One of the birds hit the jet's nose, punching a hole in the fuselage. In the cockpit, warning lights began blinking. Electrical systems failed. The crew of four described the damage as "massive."
But the jet's engines didn't quit, and the plane landed safely.
Details of the May 24, 2012, incident, confirmed Wednesday by the Canadian Royal Air Force, underscore the unending battle airports face in keeping birds out of busy air space.
It's a particular problem at MacDill, surrounded by water on three sides and a haven for everything from owls to bald eagles.
"Weird things happen at MacDill," said Rebecca Ryan, owner of a North Carolina company formerly hired by MacDill to drive birds away. "You name it.
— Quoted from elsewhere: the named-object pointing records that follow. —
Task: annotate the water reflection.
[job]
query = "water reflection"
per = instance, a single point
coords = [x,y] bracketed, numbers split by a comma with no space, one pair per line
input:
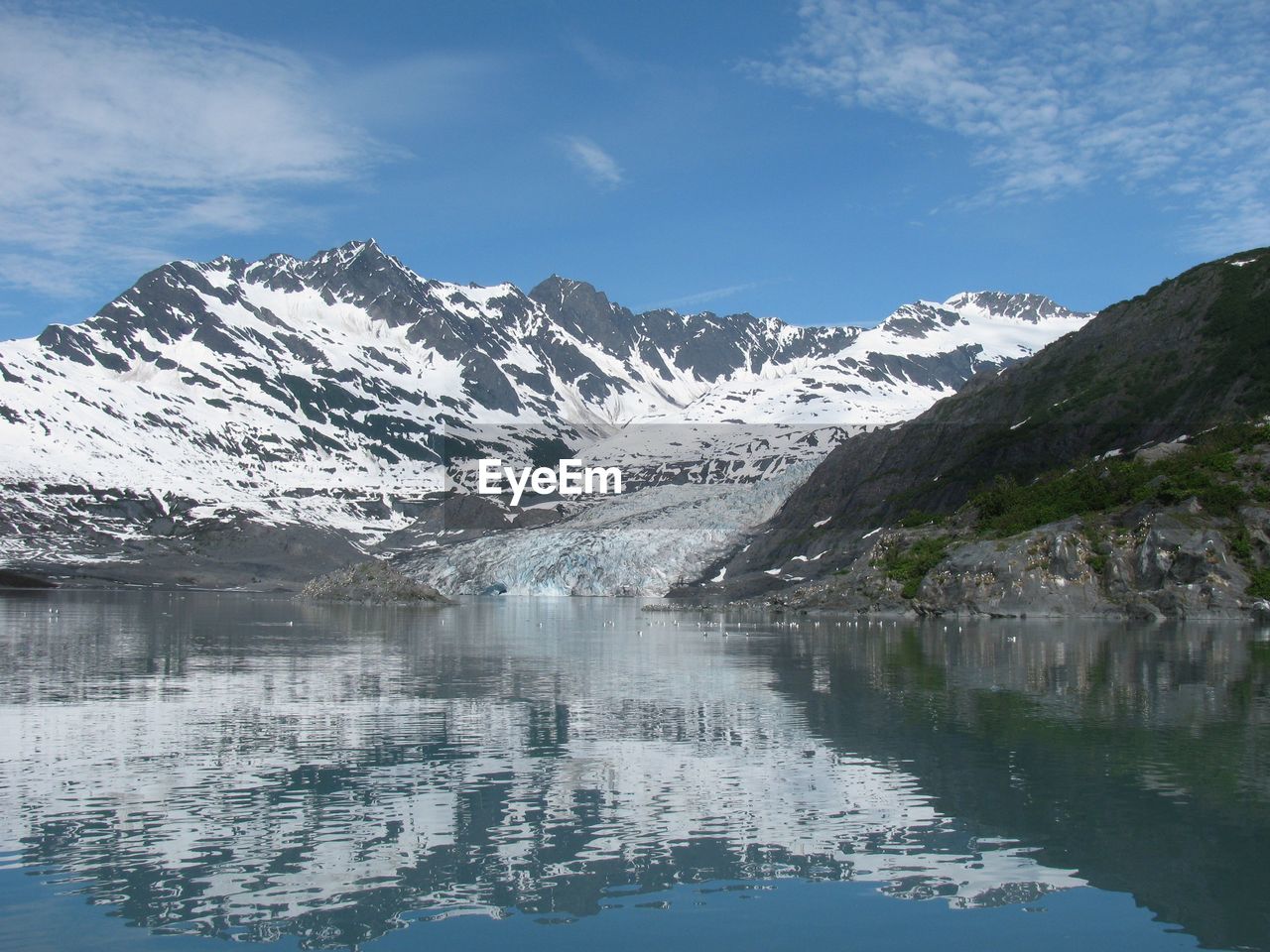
[255,769]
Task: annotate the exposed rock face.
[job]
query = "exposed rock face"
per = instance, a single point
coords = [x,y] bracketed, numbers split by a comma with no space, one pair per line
[1166,562]
[1187,356]
[371,581]
[335,394]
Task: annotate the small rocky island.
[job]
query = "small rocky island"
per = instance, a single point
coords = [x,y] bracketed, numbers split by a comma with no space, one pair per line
[371,581]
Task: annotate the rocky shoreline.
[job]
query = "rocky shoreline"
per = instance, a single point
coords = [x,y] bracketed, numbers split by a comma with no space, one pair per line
[1144,563]
[371,581]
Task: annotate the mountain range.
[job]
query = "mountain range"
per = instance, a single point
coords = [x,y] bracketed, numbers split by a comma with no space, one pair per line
[1123,470]
[329,394]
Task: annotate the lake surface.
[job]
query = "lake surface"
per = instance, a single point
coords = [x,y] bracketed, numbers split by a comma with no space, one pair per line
[574,774]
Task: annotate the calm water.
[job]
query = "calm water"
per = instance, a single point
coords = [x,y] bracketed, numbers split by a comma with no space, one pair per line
[574,774]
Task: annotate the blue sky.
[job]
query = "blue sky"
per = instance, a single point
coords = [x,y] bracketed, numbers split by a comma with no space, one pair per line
[820,162]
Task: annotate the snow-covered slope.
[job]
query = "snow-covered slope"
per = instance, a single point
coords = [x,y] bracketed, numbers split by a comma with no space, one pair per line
[326,391]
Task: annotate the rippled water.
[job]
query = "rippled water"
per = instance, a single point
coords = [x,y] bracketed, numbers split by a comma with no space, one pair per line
[575,774]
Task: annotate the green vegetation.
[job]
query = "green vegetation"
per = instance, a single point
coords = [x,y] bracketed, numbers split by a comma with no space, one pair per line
[910,565]
[1206,470]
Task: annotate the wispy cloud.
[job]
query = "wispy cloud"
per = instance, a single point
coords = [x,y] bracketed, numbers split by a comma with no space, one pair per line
[598,166]
[1055,96]
[702,298]
[118,136]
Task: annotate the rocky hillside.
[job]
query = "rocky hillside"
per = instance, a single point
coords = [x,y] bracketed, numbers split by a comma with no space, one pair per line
[326,397]
[1184,358]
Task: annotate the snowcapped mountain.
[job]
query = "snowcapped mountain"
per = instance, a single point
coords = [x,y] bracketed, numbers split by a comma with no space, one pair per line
[331,391]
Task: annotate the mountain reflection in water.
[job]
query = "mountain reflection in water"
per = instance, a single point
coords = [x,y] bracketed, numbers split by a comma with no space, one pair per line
[252,767]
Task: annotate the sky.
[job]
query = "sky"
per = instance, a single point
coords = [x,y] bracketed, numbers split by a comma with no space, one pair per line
[821,162]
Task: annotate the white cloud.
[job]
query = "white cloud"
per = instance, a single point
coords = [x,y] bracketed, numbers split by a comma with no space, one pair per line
[118,136]
[706,296]
[594,162]
[1167,95]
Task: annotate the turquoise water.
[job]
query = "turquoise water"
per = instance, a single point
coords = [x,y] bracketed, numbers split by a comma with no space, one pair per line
[575,774]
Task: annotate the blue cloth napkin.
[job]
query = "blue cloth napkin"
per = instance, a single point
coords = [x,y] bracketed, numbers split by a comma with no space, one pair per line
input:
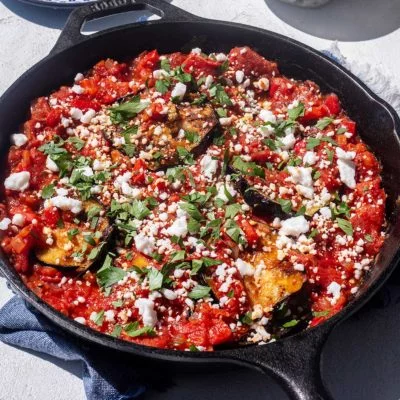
[106,375]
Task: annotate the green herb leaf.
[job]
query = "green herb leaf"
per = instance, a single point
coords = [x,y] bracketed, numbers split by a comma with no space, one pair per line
[98,318]
[78,143]
[345,226]
[291,324]
[232,210]
[199,291]
[286,205]
[324,122]
[296,112]
[155,279]
[127,110]
[116,331]
[192,210]
[48,191]
[133,330]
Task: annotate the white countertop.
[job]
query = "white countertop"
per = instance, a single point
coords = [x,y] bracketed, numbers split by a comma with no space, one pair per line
[365,32]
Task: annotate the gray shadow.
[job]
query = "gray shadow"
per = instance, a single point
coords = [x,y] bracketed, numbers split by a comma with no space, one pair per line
[344,20]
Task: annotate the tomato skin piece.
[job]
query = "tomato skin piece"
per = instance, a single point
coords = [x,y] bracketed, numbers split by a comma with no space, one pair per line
[199,65]
[219,332]
[333,104]
[251,63]
[53,118]
[280,86]
[51,216]
[250,233]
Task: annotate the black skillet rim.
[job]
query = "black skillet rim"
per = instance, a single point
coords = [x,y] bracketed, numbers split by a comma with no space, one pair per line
[93,336]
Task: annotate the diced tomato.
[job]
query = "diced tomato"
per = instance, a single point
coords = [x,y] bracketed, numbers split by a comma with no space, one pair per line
[51,216]
[138,172]
[84,104]
[251,63]
[199,65]
[333,104]
[53,117]
[315,113]
[249,231]
[219,332]
[40,109]
[176,59]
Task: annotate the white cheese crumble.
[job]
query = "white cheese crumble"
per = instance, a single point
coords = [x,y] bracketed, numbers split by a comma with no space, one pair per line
[208,166]
[267,116]
[51,165]
[239,75]
[18,219]
[244,267]
[18,181]
[179,227]
[294,226]
[334,289]
[179,90]
[65,203]
[346,166]
[147,312]
[145,244]
[19,139]
[310,158]
[4,223]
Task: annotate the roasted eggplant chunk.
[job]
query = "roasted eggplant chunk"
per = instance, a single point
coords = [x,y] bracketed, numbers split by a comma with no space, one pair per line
[189,129]
[77,245]
[273,282]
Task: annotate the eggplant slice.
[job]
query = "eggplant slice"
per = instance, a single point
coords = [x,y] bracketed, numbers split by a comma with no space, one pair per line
[77,245]
[188,128]
[275,282]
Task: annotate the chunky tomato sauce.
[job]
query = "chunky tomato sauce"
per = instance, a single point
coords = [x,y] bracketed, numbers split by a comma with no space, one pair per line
[189,201]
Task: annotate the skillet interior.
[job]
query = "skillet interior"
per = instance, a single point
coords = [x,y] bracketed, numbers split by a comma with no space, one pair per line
[377,126]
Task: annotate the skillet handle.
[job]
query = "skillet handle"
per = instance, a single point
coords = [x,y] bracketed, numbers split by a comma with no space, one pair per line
[295,363]
[71,33]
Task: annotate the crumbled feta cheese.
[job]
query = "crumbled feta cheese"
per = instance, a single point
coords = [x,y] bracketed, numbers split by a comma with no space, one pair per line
[310,158]
[4,224]
[208,82]
[145,244]
[87,117]
[75,113]
[51,165]
[301,175]
[179,90]
[146,310]
[267,116]
[288,141]
[221,192]
[334,289]
[221,57]
[208,166]
[294,226]
[18,181]
[179,227]
[65,203]
[239,75]
[18,219]
[244,267]
[78,89]
[224,121]
[347,169]
[19,139]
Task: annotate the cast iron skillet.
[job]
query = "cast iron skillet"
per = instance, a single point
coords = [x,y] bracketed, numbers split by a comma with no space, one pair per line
[294,361]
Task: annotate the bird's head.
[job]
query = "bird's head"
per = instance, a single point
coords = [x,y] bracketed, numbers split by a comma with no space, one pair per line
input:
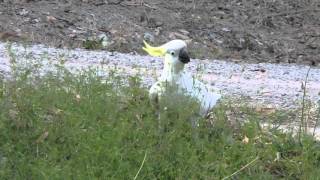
[174,52]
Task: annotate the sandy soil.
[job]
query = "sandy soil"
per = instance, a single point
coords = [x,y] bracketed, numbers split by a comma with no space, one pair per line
[283,31]
[278,86]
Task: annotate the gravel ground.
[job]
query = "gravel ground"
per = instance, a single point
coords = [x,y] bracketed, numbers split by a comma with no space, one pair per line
[275,86]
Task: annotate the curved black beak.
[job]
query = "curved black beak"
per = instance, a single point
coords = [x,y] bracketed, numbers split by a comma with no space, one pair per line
[183,56]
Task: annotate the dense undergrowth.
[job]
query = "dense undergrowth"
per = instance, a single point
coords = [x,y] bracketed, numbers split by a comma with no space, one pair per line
[67,126]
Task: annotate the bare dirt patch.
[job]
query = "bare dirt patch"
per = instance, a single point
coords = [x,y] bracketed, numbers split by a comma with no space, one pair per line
[247,31]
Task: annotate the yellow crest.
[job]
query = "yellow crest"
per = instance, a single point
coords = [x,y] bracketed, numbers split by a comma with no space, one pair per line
[154,51]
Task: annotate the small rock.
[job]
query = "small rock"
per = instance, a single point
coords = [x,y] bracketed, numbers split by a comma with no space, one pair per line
[184,32]
[104,40]
[226,29]
[175,35]
[209,26]
[23,12]
[148,36]
[157,31]
[51,19]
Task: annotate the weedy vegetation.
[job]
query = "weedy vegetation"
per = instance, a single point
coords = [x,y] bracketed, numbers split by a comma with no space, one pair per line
[62,125]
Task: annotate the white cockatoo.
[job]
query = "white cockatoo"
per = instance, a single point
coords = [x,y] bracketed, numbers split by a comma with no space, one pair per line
[173,74]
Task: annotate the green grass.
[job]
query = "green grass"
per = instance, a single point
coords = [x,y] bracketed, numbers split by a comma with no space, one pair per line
[64,126]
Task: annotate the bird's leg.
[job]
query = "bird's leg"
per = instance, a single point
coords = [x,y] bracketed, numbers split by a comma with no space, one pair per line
[195,125]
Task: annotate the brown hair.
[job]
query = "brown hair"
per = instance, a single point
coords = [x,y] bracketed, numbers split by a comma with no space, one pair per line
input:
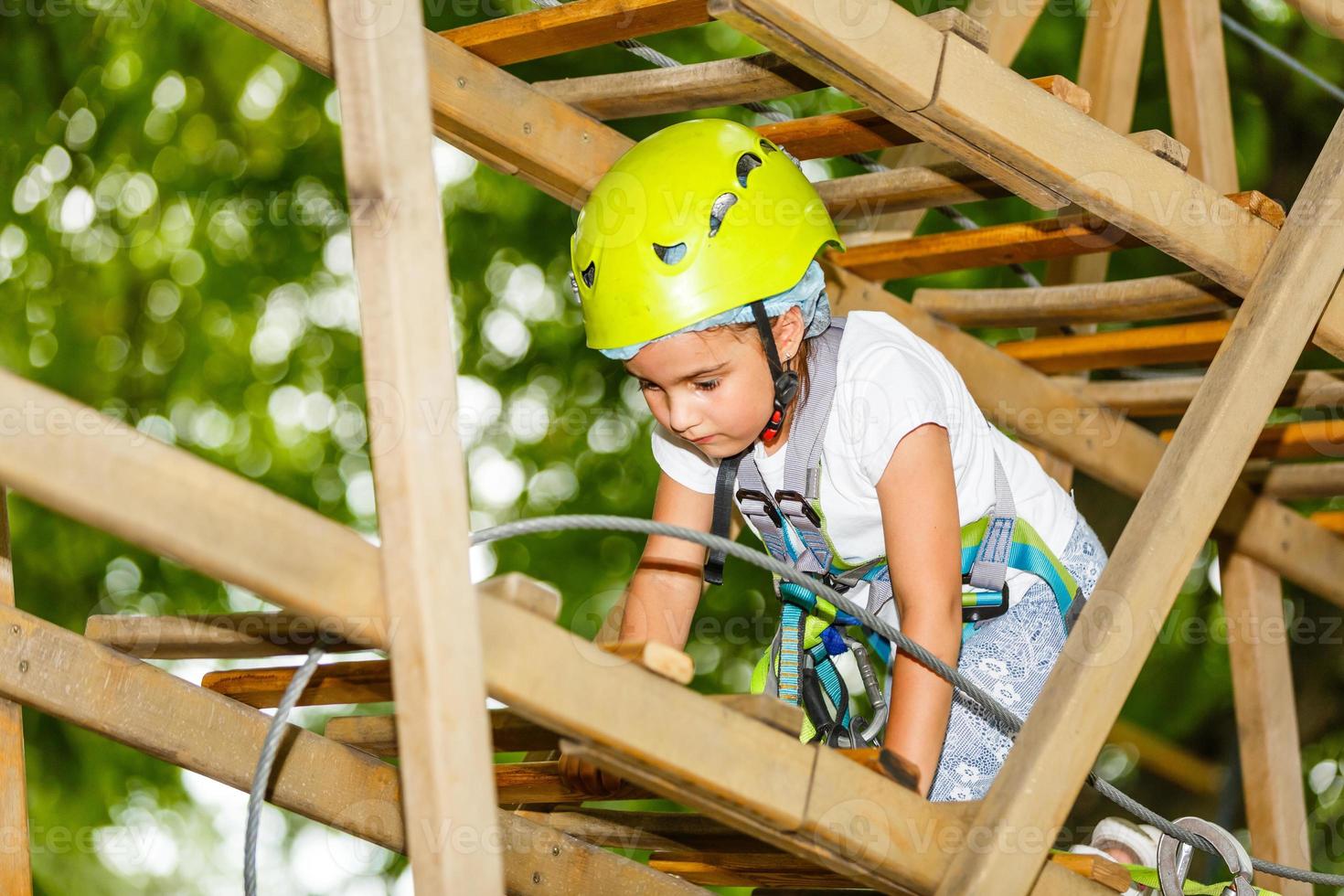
[797,363]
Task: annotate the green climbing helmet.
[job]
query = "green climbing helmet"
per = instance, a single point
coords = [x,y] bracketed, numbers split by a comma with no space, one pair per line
[692,220]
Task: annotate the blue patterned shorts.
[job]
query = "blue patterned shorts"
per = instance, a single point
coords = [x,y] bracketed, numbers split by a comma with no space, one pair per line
[1009,657]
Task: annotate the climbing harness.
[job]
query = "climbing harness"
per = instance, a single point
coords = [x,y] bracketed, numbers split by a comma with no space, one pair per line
[1007,721]
[1174,859]
[800,666]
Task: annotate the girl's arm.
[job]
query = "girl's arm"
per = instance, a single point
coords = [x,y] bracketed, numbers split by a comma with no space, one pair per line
[923,534]
[668,581]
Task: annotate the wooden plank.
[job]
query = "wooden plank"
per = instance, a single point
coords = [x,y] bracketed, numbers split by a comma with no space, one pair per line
[477,108]
[1135,346]
[883,25]
[1293,441]
[1266,718]
[133,703]
[1297,481]
[420,475]
[1008,25]
[994,109]
[1171,395]
[1038,782]
[1012,243]
[1078,303]
[545,782]
[572,26]
[15,860]
[509,732]
[374,680]
[1197,85]
[858,131]
[1101,443]
[332,683]
[668,830]
[1113,875]
[937,183]
[699,85]
[225,635]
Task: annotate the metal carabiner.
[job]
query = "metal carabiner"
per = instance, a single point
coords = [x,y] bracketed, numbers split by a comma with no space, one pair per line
[1174,858]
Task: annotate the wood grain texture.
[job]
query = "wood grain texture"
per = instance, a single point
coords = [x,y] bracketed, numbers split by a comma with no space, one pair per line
[1179,507]
[133,703]
[15,859]
[574,26]
[420,473]
[1266,718]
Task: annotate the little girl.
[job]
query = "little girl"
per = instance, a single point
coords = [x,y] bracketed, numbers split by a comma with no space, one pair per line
[851,446]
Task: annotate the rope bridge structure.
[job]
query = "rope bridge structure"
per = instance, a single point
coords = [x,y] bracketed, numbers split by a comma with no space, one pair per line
[952,125]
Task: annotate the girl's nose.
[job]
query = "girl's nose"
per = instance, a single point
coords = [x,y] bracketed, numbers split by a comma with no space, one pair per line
[682,414]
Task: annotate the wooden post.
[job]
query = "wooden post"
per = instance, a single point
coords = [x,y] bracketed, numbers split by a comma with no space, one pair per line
[1113,51]
[411,372]
[1112,637]
[15,863]
[1197,82]
[1266,716]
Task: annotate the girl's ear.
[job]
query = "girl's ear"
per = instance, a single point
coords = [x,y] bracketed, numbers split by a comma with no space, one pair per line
[788,332]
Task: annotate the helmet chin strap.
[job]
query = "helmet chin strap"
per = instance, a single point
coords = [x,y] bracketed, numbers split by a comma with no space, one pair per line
[785,382]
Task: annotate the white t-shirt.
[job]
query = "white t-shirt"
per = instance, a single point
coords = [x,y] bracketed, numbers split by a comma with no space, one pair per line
[889,380]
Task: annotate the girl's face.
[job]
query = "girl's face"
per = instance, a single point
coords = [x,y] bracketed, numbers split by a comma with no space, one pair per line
[712,387]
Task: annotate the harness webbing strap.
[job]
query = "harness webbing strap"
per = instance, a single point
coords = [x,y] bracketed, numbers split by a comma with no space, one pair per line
[722,513]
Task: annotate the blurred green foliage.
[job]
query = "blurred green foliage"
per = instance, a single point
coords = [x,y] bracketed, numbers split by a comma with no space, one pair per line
[175,251]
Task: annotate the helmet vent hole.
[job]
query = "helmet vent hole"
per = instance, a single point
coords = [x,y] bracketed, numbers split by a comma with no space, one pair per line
[669,254]
[720,208]
[748,163]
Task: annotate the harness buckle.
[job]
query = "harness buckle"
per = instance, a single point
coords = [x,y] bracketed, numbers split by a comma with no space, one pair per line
[766,504]
[983,613]
[808,511]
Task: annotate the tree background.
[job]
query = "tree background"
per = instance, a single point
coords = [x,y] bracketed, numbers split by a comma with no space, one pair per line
[175,251]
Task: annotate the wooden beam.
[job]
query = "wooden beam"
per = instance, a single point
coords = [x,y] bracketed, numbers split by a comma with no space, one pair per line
[1078,303]
[1180,506]
[1098,441]
[476,106]
[1171,395]
[233,635]
[509,732]
[420,473]
[1135,346]
[15,860]
[1266,718]
[698,85]
[133,703]
[921,51]
[1012,243]
[1008,25]
[858,131]
[941,182]
[1297,481]
[1293,441]
[574,26]
[997,112]
[1197,85]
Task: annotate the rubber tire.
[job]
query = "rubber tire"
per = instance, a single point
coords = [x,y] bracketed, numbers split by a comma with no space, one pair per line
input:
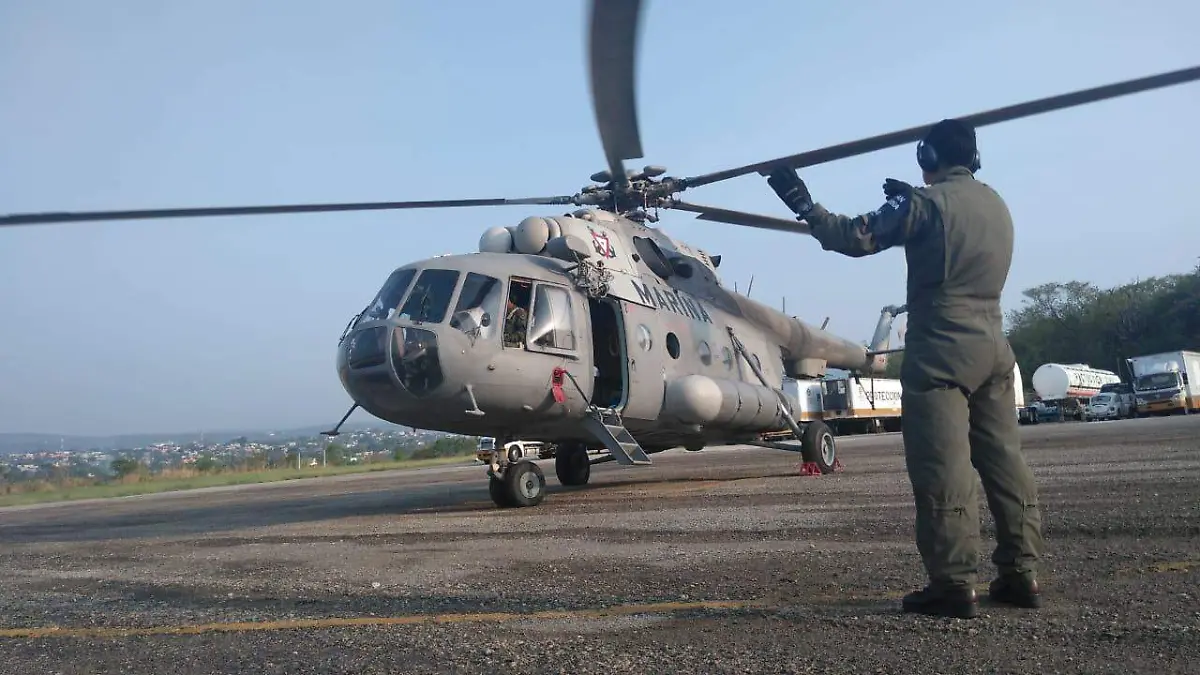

If it's a bird that lives near the water, they've got it."
The incident with the turkey vulture was first reported by Canadian media. The level of interest north of the border may have been magnified because the jet is one of several used to ferry the Canadian prime minister and members of the British royal family traveling in Canada.
The aircraft, a Challenger business jet without any passengers, was landing at MacDill to pick up Canadian Gen. Denis Thompson, head of a command leading Canada's special forces. Thompson was to be flown to Ottawa.
The aircraft was so badly damaged, the Canadians considered mothballing it. But in the end, the jet was repaired, though it only resumed flying in January, the Toronto Star reported.
Ryan, who owns Flyaway Farm and Kennels Wildlife Management in Chadbourn, N.C., said turkey vultures are an especially difficult problem at MacDill because the big birds enjoy riding the thermals generated over the base's long, hot runways.
"It allows them to conserve energy," she said.
A spokeswoman for the 6th Air Mobility Wing at MacDill, which flies a fleet of KC-135 aerial refueling jets, was unable to comment by late Wednesday.
Ryan's company used several strategies to drive the vultures off, including pyrotechnics. One method involves hanging dead vultures from trees around the base.
"It tells the vultures it's not a safe place to be," Ryan said.
Ryan also employed dogs at MacDill, but not just any pooch.
Her company uses border collies because the dogs tend to stalk prey with their tails down, bellies close to the ground, much as wolves or coyotes do.
MacDill had a severe bird problem a number of years back, Ryan said, after a private contractor planted millet around the base. Bad idea.
MacDill personnel later lined up shoulder to shoulder around the runways pulling out all the millet they could find.
But such embarrassing mistakes are not confined to any one base.
At another base, Ryan said, personnel planted bird feeders at the end of a runway.